At the time, Black Hamilton County residents were dying from diabetes at a rate 2.7 times higher than that of white people, heart disease at 1.2 times higher, and kidney disease at 3.6 times higher. Those disparities remain, and those same conditions greatly increase the risk of dying from COVID-19.

"Chris was a fighter," Price says. "He fought for health equity. In Chattanooga, we have a serious health equity issue, that's just the reality."

He was also a role model and mentor to his neighbors and community, Price adds.

photo Staff photo by Doug Strickland / Southeast Tennessee Health Consortium President Chris Ramsey spoke during a meeting to discuss the Faith-Based Health and Wellness Council at Cempa Community Care Center in 2019. After Ramsey's death in January 2021 from COVID-19, the council was renamed in his honor.

"When I was growing up, he was this bigger-than-life figure," Price says. "He came from neighborhoods where people were not likely to succeed, and he succeeded. We looked up to him. He never forgot where he came from."

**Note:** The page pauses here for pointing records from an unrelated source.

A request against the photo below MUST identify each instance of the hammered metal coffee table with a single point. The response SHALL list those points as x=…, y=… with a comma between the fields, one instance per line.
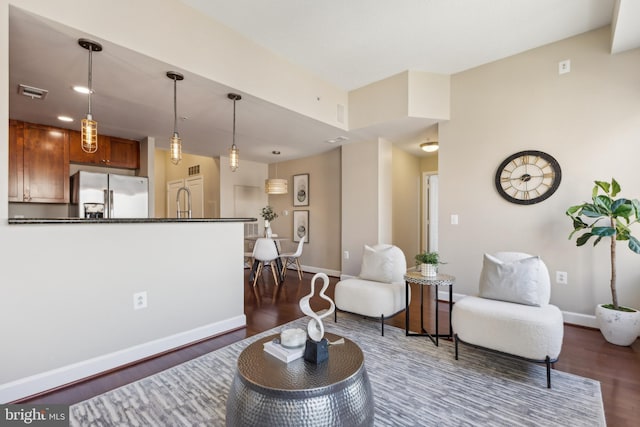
x=268, y=392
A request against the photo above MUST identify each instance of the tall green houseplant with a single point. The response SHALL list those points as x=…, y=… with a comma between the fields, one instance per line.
x=606, y=216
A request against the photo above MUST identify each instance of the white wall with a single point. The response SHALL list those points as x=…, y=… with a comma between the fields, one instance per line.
x=589, y=120
x=248, y=174
x=366, y=199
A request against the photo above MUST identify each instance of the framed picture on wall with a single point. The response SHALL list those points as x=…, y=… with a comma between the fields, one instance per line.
x=300, y=225
x=301, y=190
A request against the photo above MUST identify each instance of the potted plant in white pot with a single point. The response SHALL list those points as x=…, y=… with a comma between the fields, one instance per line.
x=606, y=216
x=428, y=262
x=268, y=214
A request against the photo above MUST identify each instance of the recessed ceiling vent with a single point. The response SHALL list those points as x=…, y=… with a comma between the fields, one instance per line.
x=32, y=92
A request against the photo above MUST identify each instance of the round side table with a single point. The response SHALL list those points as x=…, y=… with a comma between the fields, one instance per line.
x=437, y=281
x=268, y=392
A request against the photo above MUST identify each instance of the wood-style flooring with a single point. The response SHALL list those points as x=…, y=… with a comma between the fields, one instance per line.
x=584, y=351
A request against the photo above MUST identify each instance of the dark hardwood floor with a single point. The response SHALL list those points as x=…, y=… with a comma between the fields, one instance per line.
x=584, y=351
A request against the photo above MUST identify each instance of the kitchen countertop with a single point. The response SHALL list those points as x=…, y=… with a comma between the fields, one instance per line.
x=121, y=220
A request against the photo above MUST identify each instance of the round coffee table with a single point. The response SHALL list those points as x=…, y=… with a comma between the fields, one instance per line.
x=267, y=391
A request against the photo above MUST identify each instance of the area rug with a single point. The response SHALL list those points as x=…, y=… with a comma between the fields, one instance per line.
x=414, y=382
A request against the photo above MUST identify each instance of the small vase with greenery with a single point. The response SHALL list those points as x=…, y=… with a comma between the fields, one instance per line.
x=428, y=262
x=606, y=216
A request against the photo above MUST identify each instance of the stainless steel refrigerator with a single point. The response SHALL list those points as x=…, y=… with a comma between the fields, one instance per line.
x=103, y=195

In February, the Faith-Based Health and Wellness Council was renamed the Chris Ramsey Faith-Based Health Council, a change announced by Cempa Community Care and the Southeast Tennessee Health Consortium, a nonprofit that organizes the annual minority health fair where Ramsey served as co-president.

"We want people to understand for decades to come, to understand what a giant he was," Price says. "Even though he is not here, his work goes on."